08 January 2026

'I have trod the upward and the downward slope'

I have trod the upward and the downward slope; 
I have endured and done in days before; 
I have longed for all, and bid farewell to hope; 
And I have lived and loved, and closed the door.

Robert Louis Stevenson - Songs of Travel 



In 1978 and 1979 I visited the bass-baritone Hervey Alan (1910-1982) as piano accompanist to one of his pupils.

In his operatic work, Hervey is probably best remembered for his portrayal of the Commendatore in Mozart's Don Giovanni, recorded here at Glyndebourne in 1954.


On one of these visits we were talking about Ralph Vaughan Williams who Hervey had known. And he told me of the discovery of the unpublished manuscript of 'I have trod the upward and the downward slope', the final song in the cycle Songs of Travel.

Believed by Vaughan Williams scholar Michael Kennedy to have been written in 1903 or 1904 with the other songs, the final song had remained unpublished. This was due to the way in which the first eight songs were published not as one complete cycle. Since 'I have trod' quotes from the earlier songs, it made no sense on its own. An alternative dating is from much later in Vaughan Williams's life.

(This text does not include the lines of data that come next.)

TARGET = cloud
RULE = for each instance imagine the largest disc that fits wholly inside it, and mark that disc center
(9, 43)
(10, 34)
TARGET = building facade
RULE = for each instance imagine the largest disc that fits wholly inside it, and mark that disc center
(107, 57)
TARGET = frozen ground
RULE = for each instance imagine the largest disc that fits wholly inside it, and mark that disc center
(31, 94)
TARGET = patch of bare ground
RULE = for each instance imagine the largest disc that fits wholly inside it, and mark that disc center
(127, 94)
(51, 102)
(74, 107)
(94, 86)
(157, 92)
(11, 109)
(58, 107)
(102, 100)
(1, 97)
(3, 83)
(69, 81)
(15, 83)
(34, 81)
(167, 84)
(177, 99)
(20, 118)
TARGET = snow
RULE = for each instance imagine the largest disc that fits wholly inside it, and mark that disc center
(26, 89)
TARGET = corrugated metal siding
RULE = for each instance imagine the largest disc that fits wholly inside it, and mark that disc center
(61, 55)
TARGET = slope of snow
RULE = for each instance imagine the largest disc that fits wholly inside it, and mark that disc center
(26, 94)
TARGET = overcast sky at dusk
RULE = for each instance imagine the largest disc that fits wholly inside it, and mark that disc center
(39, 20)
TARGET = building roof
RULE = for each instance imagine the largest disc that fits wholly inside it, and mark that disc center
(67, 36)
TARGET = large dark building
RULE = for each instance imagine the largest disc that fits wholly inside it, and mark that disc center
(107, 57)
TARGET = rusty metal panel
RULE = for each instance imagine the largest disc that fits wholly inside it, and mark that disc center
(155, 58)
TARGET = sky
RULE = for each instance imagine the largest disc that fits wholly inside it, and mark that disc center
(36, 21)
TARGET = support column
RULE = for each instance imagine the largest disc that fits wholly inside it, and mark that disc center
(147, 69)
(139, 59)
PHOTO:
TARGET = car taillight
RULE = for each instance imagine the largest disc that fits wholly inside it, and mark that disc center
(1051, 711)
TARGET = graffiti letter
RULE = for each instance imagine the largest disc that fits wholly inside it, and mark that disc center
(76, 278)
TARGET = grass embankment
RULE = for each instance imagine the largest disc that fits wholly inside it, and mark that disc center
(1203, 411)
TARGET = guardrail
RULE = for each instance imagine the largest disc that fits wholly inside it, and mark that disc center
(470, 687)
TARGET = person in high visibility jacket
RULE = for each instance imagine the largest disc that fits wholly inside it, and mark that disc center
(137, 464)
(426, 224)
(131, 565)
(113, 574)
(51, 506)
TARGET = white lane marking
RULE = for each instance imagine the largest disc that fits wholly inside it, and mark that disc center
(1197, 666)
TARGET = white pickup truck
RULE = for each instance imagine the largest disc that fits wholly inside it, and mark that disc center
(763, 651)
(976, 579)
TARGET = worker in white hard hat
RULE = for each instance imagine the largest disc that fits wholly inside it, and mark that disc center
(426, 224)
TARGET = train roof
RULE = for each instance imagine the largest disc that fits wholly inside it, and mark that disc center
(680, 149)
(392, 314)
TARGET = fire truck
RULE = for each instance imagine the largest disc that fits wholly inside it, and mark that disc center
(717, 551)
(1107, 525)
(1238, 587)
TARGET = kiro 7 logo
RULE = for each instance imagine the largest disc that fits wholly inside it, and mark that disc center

One day, after Vaughan Williams's death, Hervey told me, he was with the composer's widow Ursula Vaughan Williams in her home. She opened a cupboard and showed Hervey enormous piles of unpublished manuscripts. It was working through these heaps that Hervey and Ursula found 'I have trod'.

Boosey and Hawkes published the song for the first time in their complete edition of the songs in 1960.

The song received its first performance on 21 May 1960 on the BBC Home Service when it was sung by Hervey Alan with Frederick Stone.